In Washington, there is a partnership (even if there is not always agreement) between the Office of the Superintendent of Public Instruction (OSPI), the Washington Education Association (WEA), and CSTP to promote teacher leadership and advocacy, including but not limited to the development of National Board Certified Teachers. This collaboration between government, union, and non-profit is a unique and powerful alliance of stakeholders whose mutual and exclusive networks, interests, and audiences facilitate great opportunity for teachers in the state of Washington.
Since I was attending the TTL Summit as a presenter and critical friend, I didn’t bring a specific project I was seeking feedback upon. However, time after time as I listened to coach and advise teacher-leaders from around the nation, I found myself asking the same questions and getting the same responses: almost nowhere else is there a concerted partnership between organizations at the state level to promote and support development of accomplished teaching and teacher leadership.
Yes, class sizes are too big. Yes, we’ve gone 14 years without the voter-approved pay raises for teachers. These are serious problems in need of remediation.
But what we do have is an alliance that has brought dramatic increases in National Board Certification, teacher leadership development, and advocacy for students. I wonder how bad things might have been without the OSPI, WEA, CSTP partnership. Just imagine how backwards our new evaluation law might have ended up (even if the current law isn’t perfect, it’s so much better than what is being mandated elsewhere) had we not had teacher leaders from OSPI, WEA and CSTP equipped to influence policy.

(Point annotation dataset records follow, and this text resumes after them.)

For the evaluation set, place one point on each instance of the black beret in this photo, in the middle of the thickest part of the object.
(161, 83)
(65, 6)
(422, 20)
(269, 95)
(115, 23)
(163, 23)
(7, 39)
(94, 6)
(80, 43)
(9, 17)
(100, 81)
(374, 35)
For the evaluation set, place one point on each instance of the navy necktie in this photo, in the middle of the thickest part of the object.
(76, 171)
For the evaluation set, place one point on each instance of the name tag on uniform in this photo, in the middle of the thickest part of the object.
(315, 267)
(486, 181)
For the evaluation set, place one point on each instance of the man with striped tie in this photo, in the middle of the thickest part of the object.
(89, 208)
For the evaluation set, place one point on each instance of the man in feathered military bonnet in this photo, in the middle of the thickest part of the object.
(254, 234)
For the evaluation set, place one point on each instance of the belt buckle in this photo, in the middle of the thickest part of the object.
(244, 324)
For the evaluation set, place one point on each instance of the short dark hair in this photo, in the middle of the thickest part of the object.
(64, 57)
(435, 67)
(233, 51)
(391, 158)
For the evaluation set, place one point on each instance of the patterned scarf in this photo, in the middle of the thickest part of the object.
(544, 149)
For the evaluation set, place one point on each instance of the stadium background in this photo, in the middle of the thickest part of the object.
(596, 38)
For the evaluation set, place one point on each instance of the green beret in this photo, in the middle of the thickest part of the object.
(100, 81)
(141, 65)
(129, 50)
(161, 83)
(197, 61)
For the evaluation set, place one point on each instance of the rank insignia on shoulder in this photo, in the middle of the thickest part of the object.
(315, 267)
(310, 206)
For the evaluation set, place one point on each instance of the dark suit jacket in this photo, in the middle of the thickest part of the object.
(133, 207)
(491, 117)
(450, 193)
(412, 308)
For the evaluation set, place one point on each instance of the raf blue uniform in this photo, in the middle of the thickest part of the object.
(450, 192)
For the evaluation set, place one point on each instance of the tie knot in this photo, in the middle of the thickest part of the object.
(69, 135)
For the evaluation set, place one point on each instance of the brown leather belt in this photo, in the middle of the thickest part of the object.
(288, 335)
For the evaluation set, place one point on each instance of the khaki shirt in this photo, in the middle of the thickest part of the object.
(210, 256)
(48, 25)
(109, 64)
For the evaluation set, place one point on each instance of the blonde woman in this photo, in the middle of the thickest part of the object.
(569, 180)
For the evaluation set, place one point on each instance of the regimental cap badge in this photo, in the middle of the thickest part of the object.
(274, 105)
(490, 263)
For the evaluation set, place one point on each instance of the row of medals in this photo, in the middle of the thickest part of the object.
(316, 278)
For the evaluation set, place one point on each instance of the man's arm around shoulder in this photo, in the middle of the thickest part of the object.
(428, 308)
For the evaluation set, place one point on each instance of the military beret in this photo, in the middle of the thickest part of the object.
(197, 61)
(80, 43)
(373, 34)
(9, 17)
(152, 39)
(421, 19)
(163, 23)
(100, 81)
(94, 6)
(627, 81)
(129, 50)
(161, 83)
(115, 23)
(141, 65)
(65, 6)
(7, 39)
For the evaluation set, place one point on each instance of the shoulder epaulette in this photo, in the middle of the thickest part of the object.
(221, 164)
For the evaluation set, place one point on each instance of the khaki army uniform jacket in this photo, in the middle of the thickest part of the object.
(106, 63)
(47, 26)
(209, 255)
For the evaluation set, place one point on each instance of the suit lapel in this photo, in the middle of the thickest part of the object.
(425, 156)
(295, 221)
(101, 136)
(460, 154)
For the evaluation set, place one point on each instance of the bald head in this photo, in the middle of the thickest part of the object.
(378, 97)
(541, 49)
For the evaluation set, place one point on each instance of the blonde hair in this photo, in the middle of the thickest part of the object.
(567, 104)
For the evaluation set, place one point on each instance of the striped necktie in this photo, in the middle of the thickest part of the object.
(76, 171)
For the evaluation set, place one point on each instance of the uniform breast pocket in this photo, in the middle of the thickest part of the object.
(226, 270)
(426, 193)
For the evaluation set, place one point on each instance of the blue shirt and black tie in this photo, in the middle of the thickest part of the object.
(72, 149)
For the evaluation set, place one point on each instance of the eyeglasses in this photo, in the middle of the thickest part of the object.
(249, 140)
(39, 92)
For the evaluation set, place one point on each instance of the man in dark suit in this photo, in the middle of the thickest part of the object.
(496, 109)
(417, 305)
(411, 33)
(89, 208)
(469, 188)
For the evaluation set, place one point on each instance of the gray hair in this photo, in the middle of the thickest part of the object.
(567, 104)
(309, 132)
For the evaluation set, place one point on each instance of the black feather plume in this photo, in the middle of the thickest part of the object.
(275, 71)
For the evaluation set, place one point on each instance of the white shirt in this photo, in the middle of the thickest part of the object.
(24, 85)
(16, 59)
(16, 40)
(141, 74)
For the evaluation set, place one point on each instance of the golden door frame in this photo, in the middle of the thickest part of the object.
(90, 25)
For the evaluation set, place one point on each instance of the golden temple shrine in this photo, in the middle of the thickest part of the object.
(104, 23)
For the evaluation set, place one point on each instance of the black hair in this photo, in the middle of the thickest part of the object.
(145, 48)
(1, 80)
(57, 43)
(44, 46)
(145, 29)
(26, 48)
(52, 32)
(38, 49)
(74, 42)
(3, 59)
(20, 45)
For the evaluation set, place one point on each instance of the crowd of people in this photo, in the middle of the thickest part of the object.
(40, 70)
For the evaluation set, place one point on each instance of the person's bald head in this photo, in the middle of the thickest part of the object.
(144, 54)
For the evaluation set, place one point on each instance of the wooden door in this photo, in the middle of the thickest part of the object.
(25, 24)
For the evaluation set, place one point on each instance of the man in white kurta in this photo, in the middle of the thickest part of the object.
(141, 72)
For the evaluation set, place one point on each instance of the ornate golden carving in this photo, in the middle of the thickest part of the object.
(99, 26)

In Denver, I met a team of teachers who wanted to transform collaboration in their building, but they lacked support and had exhausted their funding. Here in Washington, someone in that situation might be able to turn to CSTP for a teacher leadership grant to fuel their leadership fire.
In Denver, I met an NBCT lamenting the lack of support for candidates and wondering how to build new models within her district and state. Here in Washington, we have WEA’s JumpStarts, HomeStretches, and other supports… supports so effective and ubiquitous we almost take them for granted.

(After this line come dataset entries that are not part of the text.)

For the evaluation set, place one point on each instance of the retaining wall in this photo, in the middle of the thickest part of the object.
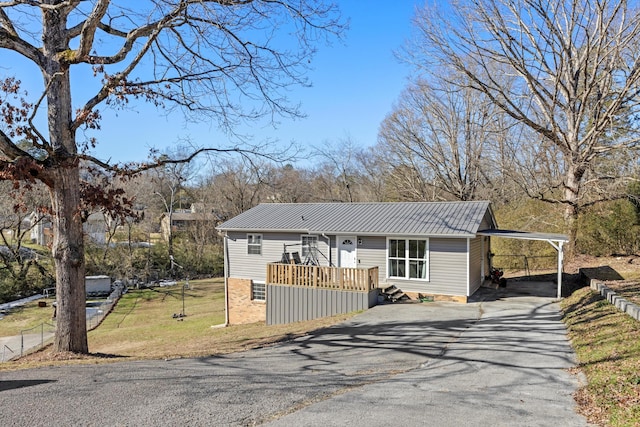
(620, 303)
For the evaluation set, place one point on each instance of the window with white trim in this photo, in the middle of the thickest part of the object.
(309, 245)
(408, 258)
(258, 291)
(254, 244)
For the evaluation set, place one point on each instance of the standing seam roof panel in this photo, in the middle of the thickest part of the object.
(411, 218)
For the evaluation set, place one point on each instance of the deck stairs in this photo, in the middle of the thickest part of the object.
(393, 294)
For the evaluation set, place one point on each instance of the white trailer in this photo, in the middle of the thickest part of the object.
(97, 285)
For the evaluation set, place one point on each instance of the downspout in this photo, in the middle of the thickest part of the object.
(225, 261)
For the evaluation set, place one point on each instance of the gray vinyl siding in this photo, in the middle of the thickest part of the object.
(447, 269)
(475, 264)
(249, 266)
(372, 252)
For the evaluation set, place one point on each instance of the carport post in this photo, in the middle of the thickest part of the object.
(558, 247)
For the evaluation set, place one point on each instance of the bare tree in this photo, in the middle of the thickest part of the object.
(209, 58)
(575, 70)
(443, 133)
(339, 176)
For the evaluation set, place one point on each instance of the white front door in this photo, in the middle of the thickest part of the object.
(347, 252)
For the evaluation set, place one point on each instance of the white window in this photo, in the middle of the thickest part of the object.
(408, 258)
(254, 244)
(309, 246)
(258, 291)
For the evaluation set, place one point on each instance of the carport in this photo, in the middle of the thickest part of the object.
(555, 240)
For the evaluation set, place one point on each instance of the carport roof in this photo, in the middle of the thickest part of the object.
(524, 235)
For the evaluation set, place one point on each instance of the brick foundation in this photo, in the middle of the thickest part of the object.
(447, 298)
(241, 308)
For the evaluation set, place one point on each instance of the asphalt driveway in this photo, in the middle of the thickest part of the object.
(502, 360)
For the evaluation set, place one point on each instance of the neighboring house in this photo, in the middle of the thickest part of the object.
(95, 227)
(182, 219)
(428, 248)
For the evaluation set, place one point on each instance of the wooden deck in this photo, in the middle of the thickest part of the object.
(320, 277)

In Denver, I met a team seeking to find ways to build a teacher-driven professional development system that is meaningful and relevant. Here in Washington, just one example of the resources we have is the Transforming Professional Learning iGrant process facilitated by OSPI to help districts and teams improve and implement stronger professional learning systems.

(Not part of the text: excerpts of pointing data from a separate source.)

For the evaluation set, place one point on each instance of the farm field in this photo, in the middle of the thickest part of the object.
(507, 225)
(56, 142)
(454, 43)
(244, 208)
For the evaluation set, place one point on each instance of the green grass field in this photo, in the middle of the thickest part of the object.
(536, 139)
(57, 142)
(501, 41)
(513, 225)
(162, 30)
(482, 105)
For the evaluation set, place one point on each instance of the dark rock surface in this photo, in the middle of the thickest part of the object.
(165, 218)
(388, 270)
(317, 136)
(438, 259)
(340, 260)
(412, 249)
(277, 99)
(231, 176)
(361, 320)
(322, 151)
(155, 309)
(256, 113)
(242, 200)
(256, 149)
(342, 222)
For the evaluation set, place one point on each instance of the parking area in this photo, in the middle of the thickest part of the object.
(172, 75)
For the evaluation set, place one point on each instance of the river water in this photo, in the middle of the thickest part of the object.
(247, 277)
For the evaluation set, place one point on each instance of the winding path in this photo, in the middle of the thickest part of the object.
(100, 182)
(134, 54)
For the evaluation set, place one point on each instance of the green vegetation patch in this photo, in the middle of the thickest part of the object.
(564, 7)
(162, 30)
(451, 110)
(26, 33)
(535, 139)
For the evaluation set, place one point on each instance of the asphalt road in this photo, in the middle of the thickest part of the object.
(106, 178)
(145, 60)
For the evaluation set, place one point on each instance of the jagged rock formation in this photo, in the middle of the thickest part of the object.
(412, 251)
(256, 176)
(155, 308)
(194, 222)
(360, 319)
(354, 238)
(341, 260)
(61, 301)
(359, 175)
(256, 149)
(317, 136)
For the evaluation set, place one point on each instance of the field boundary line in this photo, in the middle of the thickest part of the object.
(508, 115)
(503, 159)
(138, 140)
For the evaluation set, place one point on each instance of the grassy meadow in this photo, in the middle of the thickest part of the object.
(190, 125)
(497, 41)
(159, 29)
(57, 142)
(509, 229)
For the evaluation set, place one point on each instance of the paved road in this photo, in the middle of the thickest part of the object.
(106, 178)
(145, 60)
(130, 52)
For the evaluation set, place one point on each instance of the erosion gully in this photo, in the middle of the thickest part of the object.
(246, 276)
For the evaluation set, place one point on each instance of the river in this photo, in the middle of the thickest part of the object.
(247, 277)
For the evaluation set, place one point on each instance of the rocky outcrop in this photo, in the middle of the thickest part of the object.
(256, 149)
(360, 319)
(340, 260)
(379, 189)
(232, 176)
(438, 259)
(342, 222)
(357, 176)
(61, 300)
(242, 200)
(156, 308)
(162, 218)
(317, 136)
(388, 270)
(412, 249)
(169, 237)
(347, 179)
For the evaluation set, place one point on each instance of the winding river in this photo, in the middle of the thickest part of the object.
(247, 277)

We have a ton of room to grow here in Washington. However, we also have some talent and resources that can and do help facilitate this growth. Regardless of teachers’ opinions about OSPI, their union, or non-profits, we are in a unique situation in this state where teaching and teacher leadership is supported unlike anywhere else across the nation. (What is worthy of note, as well, is that it seems that the U.S. Department of Education and the National Board, among others, are recognizing the need for high-level partnerships in order to facilitate ground-level transformation.)
We are lucky. And like anyone who is lucky, we don’t always realize what we have until we see those without the same luck. Other teachers throughout the nation are struggling to do great, system-transforming work, with far less than we have here.
About the Author
Mark Gardner is a National Board Certified Teacher in Adolescent Through Young Adulthood English Language Arts. He is in his third year in a hybrid role teaching high school English and working as a Teacher on Special Assignment (TOSA) to facilitate professional development experiences for teachers around content literacy and effective practice, as well as to support new teacher induction. Gardner works in Washington State’s Camas School District and is a regular contributor for the Center for Strengthening the Teaching Profession (CSTP) Stories from School blog.